Cécile porta une main à son front, consternée. Cette ressemblance phonétique était bien le dernier cadet de ses soucis.

— Bon Maman, c’est pas tout ça, mais puisque tu es là, on va plutôt aller…

— Non, non, restez, je ne vous dérangerai pas. Vous n’avez qu’à vous installer dans ta chambre. Ou même le salon ! Je comptais vraiment aller faire quelques courses. Pas pour toi, ne t’inquiète pas ! Oh, vraiment tu en fais parfois des tonnes. Bon, à plus tard les jeunes, je me sauve ! Bon après-midi !

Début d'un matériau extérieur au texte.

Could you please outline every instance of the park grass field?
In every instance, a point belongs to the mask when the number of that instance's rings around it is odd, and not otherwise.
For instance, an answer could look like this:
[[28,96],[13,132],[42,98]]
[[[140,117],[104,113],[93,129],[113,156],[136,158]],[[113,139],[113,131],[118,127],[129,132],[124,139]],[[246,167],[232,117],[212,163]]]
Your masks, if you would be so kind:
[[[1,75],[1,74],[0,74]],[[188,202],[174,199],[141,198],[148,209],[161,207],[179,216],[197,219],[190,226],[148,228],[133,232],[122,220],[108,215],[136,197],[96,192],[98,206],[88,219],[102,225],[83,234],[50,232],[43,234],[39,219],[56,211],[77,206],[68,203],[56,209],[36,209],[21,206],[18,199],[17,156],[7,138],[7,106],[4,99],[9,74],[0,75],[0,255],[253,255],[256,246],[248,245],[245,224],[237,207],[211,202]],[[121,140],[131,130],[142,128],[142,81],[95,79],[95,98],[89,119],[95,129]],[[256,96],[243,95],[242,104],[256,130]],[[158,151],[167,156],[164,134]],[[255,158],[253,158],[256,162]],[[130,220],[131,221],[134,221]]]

— À vous aussi, répondit Bastien avant que Madame Mansel ne se carapate en un coup de vent.

Long silence.

Arthur se tourna vers Cécile.

— C’était quoi, ça ?

— Ma mère. Ne faites pas attention, elle travaille dans une agence de voyages, elle se croit donc souvent obligée de faire son show, c’est plus vendeur l’enthousiasme.

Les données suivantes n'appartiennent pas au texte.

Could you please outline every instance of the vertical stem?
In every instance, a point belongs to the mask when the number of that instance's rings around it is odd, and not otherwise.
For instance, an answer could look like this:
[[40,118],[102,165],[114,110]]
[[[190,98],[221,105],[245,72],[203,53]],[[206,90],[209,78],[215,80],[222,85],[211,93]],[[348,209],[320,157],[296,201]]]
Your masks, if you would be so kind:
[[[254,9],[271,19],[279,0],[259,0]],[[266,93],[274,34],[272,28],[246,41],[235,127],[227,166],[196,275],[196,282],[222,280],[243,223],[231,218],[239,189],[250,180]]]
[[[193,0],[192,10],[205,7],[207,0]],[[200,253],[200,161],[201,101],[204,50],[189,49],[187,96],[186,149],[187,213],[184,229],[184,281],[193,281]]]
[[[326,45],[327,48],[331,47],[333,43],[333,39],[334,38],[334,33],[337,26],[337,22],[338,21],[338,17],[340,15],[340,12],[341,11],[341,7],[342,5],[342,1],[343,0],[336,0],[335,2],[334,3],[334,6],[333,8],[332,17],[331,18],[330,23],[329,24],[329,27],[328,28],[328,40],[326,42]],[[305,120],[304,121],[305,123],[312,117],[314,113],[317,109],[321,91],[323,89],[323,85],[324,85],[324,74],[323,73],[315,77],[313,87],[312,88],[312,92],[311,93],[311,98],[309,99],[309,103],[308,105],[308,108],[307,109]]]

— Elle est cool, décréta Bastien.

— Oh arrête, elle est embarrassante, s’écria Cécile, frustrée, en les précédant dans l’appartement. Toujours à se mêler de tout.

— Elle s’intéresse à ce que tu fais. Il n’y a rien d’embarrassant.

— Nan. Elle est plutôt ravie de voir que je commence à ressembler aux autres Je vois d’ici la conversation qu’elle aura avec mon père dès qu’elle parviendra à le joindre. Tu imagines, elle invite des gens ! Notre fille est NOR-MALE ! Elle sociabilise enfin ! Comme d’habitude, elle est à côté de la plaque.

Ils la regardèrent, surpris de la voir se lâcher ainsi, douce soudainement amère.

— Mouais… Mais elle s’intéresse quand même à toi reprit Claire. Y a des parents qui s’en foutent totalement de ce que font leurs enfants.

Le ton acerbe ne trompa personne et jeta un malaise supplémentaire. Bastien la poussa d’un coude réprobateur, Arthur se racla la gorge, désireux de changer de sujet.

— Inutile de te demander quels sont tes centres d’intérêt, fit-il remarquer en pénétrant dans sa chambre, tapissée de dessins épars.

— Oh, juste un passe-temps, dit Cécile qui arrangea les coussins disposés sur son lit le temps nécessaire au flux sanguin de redescendre de ses oreilles. Euh, allez-y installez-vous.

Réflexion stupide car sa chambre n’était passez grande pour monter un bivouac mais chacun s’en accommoda à sa façon.

— Joli bracelet, remarqua Florian en direction de Claire.

Elle le tripota avec effronterie.

— Je trouve aussi. C’est un crétin fini qui me l’a donné.

— Ben voyons. J’imagine que c’est un merci comme un autre.